Claudia would like to thank David Imhoff for his contribution to this column.

For many organizations, the first iteration of a data warehouse is like giving a child a puppy as a holiday gift. The anticipation is high, the rewards are many and costs are worth it "out of the box." What's more, given the proper care, feeding and training, the initial reward/benefit ratio is sustainable over time.

Most pet owners will tell you, though, that the care/feeding/training process requires constant monitoring and effort, especially during the growth phase. Most data warehouse owners will tell you the same.

As your implementation of the corporate information factory (CIF) grows, you will find a number of common "behaviors" hold true. First, like puppies, your first data marts will attract the attention of the others around you. If your data mart/puppy is effective/cute, others will complement you on it and want one, too. Before you know it, your implementation will include additional subject areas and data marts, and your data warehouse will grow into its enterprise data model "feet."

As the business community comes to depend on their analytical reports, the data warehouse will truly become the support mechanism for these growing marts.

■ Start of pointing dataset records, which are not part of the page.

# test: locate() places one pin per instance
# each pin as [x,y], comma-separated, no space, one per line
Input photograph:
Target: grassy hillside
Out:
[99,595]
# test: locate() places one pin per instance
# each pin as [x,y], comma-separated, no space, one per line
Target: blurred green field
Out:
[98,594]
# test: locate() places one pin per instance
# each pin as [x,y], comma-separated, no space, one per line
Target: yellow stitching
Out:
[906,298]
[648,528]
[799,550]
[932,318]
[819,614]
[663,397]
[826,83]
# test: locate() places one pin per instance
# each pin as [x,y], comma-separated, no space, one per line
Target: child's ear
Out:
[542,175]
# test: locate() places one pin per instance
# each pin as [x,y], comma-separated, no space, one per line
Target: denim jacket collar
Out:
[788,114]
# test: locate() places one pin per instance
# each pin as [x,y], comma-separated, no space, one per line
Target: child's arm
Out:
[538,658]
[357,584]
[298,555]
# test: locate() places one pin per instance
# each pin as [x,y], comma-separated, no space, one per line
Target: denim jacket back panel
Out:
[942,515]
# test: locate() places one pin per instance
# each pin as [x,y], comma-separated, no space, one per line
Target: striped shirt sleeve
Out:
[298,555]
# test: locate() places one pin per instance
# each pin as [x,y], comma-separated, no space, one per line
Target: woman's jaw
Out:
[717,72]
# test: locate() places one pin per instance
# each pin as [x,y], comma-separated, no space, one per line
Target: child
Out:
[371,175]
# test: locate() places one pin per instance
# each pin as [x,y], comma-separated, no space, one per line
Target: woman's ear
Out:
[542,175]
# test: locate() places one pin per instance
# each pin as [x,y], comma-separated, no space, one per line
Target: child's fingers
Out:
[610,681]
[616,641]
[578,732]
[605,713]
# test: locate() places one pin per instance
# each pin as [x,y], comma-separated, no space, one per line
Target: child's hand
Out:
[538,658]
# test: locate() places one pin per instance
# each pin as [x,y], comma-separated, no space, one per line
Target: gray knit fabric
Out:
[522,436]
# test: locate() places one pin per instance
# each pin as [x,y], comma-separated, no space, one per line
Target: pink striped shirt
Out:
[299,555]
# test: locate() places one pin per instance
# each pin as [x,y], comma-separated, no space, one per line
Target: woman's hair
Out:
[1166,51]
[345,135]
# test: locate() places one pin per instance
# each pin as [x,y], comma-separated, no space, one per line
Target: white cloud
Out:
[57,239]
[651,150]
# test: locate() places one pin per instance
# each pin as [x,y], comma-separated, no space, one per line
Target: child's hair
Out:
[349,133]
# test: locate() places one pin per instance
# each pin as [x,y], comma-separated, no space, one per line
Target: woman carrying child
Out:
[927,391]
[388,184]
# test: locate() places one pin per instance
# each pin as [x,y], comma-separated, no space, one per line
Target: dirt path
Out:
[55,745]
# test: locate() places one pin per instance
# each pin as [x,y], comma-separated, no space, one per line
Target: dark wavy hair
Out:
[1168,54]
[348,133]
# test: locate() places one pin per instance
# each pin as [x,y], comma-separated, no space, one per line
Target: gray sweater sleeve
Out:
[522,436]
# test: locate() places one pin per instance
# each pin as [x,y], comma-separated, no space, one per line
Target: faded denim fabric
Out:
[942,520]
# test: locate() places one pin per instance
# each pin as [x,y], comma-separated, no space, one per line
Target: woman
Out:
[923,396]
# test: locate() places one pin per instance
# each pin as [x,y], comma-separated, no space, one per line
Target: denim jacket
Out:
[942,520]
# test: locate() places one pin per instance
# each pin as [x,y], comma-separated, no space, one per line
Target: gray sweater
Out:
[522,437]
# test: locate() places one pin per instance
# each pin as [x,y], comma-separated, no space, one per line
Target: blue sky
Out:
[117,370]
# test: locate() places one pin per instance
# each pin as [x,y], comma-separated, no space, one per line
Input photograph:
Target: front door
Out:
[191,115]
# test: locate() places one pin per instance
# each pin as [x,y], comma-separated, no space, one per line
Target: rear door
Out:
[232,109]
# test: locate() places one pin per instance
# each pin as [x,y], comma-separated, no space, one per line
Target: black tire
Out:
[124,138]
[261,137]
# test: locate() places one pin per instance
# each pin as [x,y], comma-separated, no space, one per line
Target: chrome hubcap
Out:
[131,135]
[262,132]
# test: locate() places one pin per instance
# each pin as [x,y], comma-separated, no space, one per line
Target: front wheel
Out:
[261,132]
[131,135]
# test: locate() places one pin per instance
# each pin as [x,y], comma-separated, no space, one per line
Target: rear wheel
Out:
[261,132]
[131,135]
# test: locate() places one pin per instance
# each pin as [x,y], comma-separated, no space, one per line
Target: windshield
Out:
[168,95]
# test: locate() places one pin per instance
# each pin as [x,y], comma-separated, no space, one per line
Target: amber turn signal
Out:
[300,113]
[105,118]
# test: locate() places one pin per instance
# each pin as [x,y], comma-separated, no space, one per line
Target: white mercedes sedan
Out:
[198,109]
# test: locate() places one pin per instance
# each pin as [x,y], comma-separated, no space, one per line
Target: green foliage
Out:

Its role becomes critical to the well-being of the entire business intelligence (BI) environment.

The growth is inevitable and welcomed. The downside is that as your data warehouse and data mart pet increases in size and usage, its reach increases to the kitchen counter (elsewhere in the organization). At this point, performance starts to decrease, and the cost of the entire environment becomes an eye-opener. If you don't swat it on the nose with a rolled-up newspaper, user satisfaction and overall support for the environment will begin to suffer.

Before it's too late for new tricks, you need behavior modification. First, you have to monitor your CIF's behavior.

Performance management technology has been around for several years. It's used to monitor the performance of servers, networks, databases and storage components. Today, there are vendors with tools available that are specifically designed to monitor BI environments. These monitoring tools are used to answer questions such as: Where are my current bottlenecks or hotspots, and why? Who is currently using the system, when and how often? What data are they (and aren't they) using? What are the response times for queries? With answers to these questions, you can respond to the current situation effectively.

The answers to these questions give you plenty of information about very tactical situations, but not enough about potential or hypothetical situations ­ somewhat like using your nose to find Fido's "surprise."

Most companies are reactive rather than proactive in terms of performance issues. Reactive performance management waits for a performance problem to appear and then deals with it in a knee-jerk fashion. These reactive modes are very costly. They cause schedule delays, lost productivity and revenue; and, perhaps most importantly, they damage the fragile relationship between IT and the business community.

It would be an improvement to predict that Fido needs a walk. The ability to answer questions about future performance and usage needs is critical.

  • How well will the new application perform given our current setup?
  • Will our current hardware configuration support additional workloads and users? If so, how many?
  • What is the optimal hardware configuration to support our growing user community for the next five years?
  • Are my most critical users getting the best resources in a timely manner?

The ability to provide these more holistic monitoring capabilities amounts to a competitive edge in today's economy. Proactive performance management anticipates problems and uses techniques for identifying and responding to those problems early in the process.
The problems described for reactive management can be prevented or avoided entirely by a systematic use of performance analysis and prediction techniques. The proactive approach to these problems is called strategic performance management (SPM). SPM takes into account the goals of the enterprise, looks at how each line of business supports these goals and then measures whether the IT infrastructure is, in fact, providing the right environment to support them.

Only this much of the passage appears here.